An R10,000 SA build runs Skyrim Special Edition smoothly at 1080p and handles a light-to-moderate mod list, making it the affordable sweet spot for the game.
Quick Answer
At R10,000, a Ryzen 5 5600G APU build runs vanilla Skyrim Special Edition at 100-144 fps at 1080p and copes with a moderate mod list of textures and gameplay tweaks. For a heavy 4K-texture, ENB load you would need to step up to an RTX 4060 tier.
What R10,000 Buys
A Ryzen 5 5600G with integrated Radeon graphics, 16GB DDR4, a 500GB NVMe SSD, a B550 board and a 450W PSU fits R10,000 and skips a separate GPU. That APU runs Skyrim SE at 1080p High around 100-144 fps, plenty for the vanilla game and light texture mods.
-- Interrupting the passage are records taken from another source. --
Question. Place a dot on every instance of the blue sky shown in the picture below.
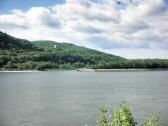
(132, 29)
(7, 5)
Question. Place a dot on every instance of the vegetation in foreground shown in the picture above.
(20, 54)
(124, 117)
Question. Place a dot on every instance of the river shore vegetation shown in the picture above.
(20, 54)
(123, 117)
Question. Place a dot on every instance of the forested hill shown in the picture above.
(23, 54)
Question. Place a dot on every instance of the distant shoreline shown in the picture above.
(83, 70)
(23, 71)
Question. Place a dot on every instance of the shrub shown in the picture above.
(123, 117)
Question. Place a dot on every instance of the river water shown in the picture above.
(69, 98)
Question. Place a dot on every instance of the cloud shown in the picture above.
(137, 25)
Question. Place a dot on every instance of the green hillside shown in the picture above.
(22, 54)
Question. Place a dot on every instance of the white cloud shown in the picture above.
(140, 25)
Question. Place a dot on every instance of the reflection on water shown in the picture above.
(71, 98)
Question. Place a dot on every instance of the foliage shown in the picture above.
(123, 117)
(22, 54)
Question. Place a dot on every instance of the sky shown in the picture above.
(128, 28)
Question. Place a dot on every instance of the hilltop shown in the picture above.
(22, 54)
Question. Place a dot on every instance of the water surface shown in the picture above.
(70, 98)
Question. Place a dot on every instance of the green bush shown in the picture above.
(123, 117)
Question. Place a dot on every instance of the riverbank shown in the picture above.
(87, 70)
Skyrim Performance On This Build
Vanilla Skyrim SE sits comfortably at 100-144 fps at 1080p. Add a few hundred gameplay and 2K-texture mods and you stay above 60 fps. The 16GB RAM handles a moderate mod list; very heavy 4K ENB setups are where this build runs out of headroom and an RTX 4060 becomes worthwhile.
Getting The Most From It
Use Mod Organizer 2 for clean load orders, cap the frame rate at 60 if you mod (the engine ties physics to frame rate above 60), and keep Skyrim and its mods on the NVMe SSD for fast cell loading. A discrete GPU can be added later if your mod ambitions grow.
FAQ
Can R10,000 run Skyrim with mods?
Yes, a light-to-moderate mod list. A Ryzen 5 5600G APU build holds 100-144 fps vanilla and stays above 60 fps with 2K textures and gameplay mods.
Do I need a graphics card for Skyrim at R10,000?
Not for the vanilla game and light mods. The 5600G's integrated graphics handle Skyrim SE at 1080p, freeing budget for RAM and an SSD now and a GPU later.
What is the best mod manager for Skyrim?
Mod Organizer 2. It keeps your load order clean and separate from the game files, which prevents the crashes that plague large unmanaged mod lists.
Run Skyrim on the 5600G build at 1080p, cap it at 60 fps for modded play, and add an RTX 4060 later if you move to heavy 4K texture packs.